By Isla Binnie
MILAN (Reuters) - Italian fashion house Salvatore Ferragamo is betting on the Internet to boost its appeal to younger customers alongside revamping its physical stores, its chief executive said on Sunday.
The brand known for its leather shoes worn by celebrities from Lady Gaga to Angelina Jolie aims to adapt to a new generation of fashion consumers who are less susceptible to old modes of advertising, Michele Norsa told Reuters.
"We are talking about young people who are probably not always reading magazines or newspapers and not even watching TV," Norsa said before the brand's show for its spring-summer 2014 collection at Milan fashion week.
"It's fundamental for us to talk to both the loyal, stable customers and to the new generation of consumers."
Norsa said the company would unveil an "innovative" digital offering in early October, complementing a renovation program for its physical stores.
Ferragamo reported a 26 percent rise in core earnings to 131 million euros ($176.97 million) in the first half of 2013, driven by rising sales in Asia and tourists shopping in European fashion hubs, primarily for its leather goods.
"What is inside the store must become a special experience," said Norsa, adding that the company was investing in capital expenditure and people to present its products better.
Retail sales growth has slowed from 24 percent in the first half of 2011 to 8 percent in the six months to June 2013, and the company hopes to improve productivity by renovating its existing stores.
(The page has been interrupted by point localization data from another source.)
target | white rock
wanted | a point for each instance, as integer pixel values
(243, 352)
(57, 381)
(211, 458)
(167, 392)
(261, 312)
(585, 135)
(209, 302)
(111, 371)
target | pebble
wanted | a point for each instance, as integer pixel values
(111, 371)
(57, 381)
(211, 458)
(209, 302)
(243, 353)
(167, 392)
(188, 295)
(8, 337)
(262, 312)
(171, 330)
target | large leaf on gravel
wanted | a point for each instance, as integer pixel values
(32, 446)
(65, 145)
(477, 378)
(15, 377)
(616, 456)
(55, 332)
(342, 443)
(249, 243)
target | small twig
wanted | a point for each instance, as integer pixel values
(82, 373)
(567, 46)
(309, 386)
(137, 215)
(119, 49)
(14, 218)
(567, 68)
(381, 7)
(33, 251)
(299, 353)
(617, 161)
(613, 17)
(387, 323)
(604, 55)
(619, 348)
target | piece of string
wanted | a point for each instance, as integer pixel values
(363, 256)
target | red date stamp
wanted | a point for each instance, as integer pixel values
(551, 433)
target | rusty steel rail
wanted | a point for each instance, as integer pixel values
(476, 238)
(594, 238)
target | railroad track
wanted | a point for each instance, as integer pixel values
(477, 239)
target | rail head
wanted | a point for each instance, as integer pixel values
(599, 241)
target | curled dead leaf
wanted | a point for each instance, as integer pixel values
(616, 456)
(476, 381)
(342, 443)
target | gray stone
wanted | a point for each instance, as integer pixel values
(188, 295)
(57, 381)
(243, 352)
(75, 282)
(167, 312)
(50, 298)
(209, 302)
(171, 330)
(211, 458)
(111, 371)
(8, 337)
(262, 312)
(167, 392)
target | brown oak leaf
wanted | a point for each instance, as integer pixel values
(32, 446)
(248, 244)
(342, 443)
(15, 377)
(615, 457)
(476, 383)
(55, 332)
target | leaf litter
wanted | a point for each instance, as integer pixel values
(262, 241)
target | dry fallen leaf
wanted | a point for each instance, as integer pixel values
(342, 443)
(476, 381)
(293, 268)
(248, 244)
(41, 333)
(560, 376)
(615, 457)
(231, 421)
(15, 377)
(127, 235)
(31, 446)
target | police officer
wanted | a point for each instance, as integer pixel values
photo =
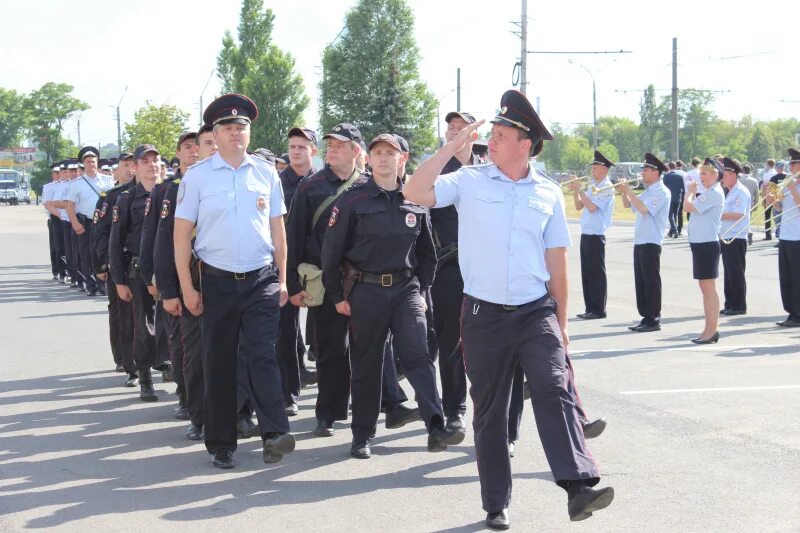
(236, 204)
(123, 253)
(789, 245)
(512, 254)
(383, 243)
(168, 336)
(734, 235)
(294, 374)
(651, 209)
(120, 312)
(596, 209)
(703, 230)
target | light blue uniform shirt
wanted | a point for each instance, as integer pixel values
(84, 192)
(504, 228)
(737, 201)
(705, 223)
(650, 226)
(598, 222)
(790, 220)
(232, 210)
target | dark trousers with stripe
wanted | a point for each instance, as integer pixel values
(593, 273)
(733, 261)
(495, 342)
(240, 320)
(647, 277)
(789, 276)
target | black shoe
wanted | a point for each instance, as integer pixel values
(147, 392)
(591, 316)
(223, 459)
(711, 340)
(361, 450)
(245, 428)
(195, 432)
(324, 428)
(498, 521)
(456, 423)
(584, 500)
(276, 446)
(440, 438)
(400, 416)
(307, 377)
(594, 428)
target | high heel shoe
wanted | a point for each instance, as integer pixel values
(711, 340)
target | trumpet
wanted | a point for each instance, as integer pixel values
(596, 189)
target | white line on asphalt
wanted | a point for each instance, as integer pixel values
(718, 389)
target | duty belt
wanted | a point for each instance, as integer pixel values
(386, 279)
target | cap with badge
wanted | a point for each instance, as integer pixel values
(345, 132)
(731, 165)
(387, 138)
(651, 161)
(517, 112)
(463, 115)
(88, 151)
(230, 109)
(309, 134)
(600, 159)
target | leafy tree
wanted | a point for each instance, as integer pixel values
(14, 117)
(255, 67)
(371, 78)
(157, 125)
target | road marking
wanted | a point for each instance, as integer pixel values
(717, 389)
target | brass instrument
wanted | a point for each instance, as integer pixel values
(596, 189)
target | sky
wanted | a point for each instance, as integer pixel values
(164, 52)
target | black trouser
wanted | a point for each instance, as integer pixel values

"In the retail you have to adapt to the flows of travelers," Norsa said. "To do this you have to adapt to different nationalities and this is something you study, you work every day understanding where they go, what they look for, how they are shopping."
The re-opening of a refurbished Ferragamo store in Milan on Friday was attended by Indian actress and "Slumdog Millionaire" star Freida Pinto and U. S. film director Clint Eastwood's daughter Francesca, decked out in the brand's clothes.
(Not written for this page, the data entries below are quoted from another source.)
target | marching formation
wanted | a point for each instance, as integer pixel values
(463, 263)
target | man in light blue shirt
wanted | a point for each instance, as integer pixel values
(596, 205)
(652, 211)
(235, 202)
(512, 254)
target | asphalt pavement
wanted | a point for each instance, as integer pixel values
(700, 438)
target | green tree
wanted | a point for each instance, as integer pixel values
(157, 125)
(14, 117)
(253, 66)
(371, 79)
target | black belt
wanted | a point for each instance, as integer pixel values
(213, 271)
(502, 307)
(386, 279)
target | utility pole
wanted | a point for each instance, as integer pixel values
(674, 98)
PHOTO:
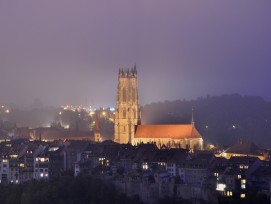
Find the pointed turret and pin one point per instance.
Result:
(192, 120)
(97, 134)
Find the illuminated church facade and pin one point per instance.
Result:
(128, 127)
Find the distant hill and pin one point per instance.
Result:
(220, 119)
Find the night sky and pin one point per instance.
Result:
(69, 51)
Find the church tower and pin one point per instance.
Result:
(97, 134)
(127, 114)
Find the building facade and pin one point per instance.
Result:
(128, 129)
(127, 114)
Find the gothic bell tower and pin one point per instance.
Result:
(127, 114)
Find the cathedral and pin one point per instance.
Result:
(128, 127)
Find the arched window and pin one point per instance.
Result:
(134, 113)
(133, 94)
(123, 94)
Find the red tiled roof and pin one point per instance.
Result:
(167, 131)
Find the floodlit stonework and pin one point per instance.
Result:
(128, 110)
(128, 129)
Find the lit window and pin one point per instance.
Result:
(243, 184)
(229, 193)
(145, 166)
(220, 187)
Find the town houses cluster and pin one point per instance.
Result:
(144, 170)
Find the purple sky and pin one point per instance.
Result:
(69, 52)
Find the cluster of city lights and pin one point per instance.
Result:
(5, 109)
(77, 108)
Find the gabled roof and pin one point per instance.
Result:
(167, 131)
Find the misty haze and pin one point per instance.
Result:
(133, 101)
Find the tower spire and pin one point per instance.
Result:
(97, 134)
(192, 120)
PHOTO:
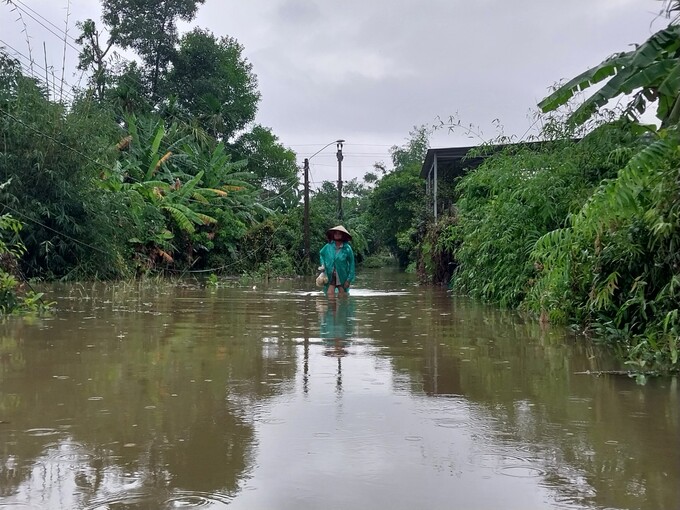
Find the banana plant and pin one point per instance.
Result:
(651, 72)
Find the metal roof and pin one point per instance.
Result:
(454, 160)
(450, 160)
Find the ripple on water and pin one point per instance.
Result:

Ferragamo makes its strongest sales from shoes, which accounted for 44 percent of first-half sales, and is seeing fastest sales growth from small leather goods that appeal to travelers.
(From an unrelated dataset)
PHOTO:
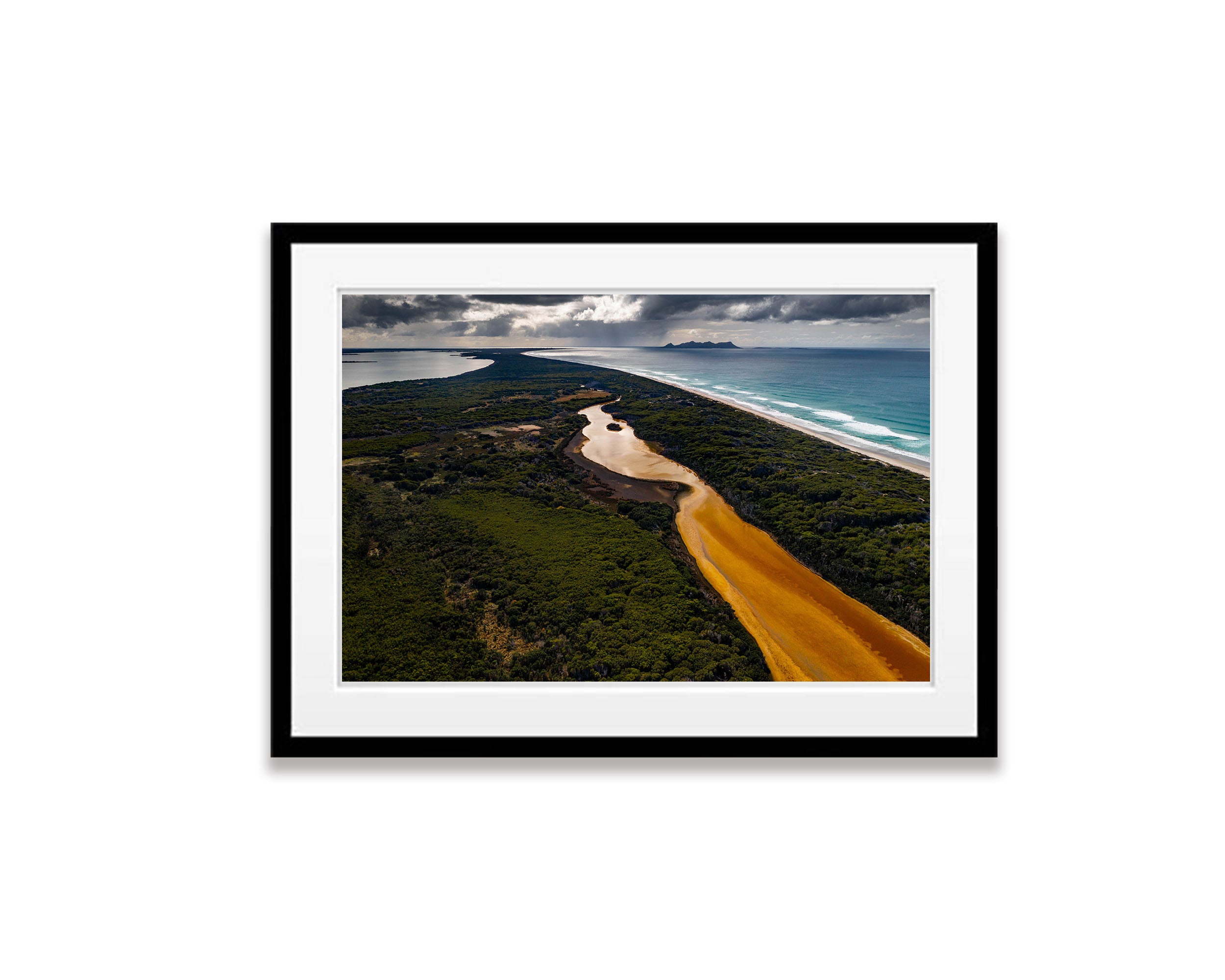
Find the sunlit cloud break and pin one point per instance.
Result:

But the company is also looking to branch out into other categories, Norsa said. He mentioned watches and women's bags - which produce higher margins than shoes as they do not need to be produced in many different sizes - as lines they could seek to develop.
"I see more opportunities in women's bags. I think this is always a category where the request and the potential of the market will be bigger."
Menswear is also an area of potential growth for the brand, especially in emerging markets, Norsa said.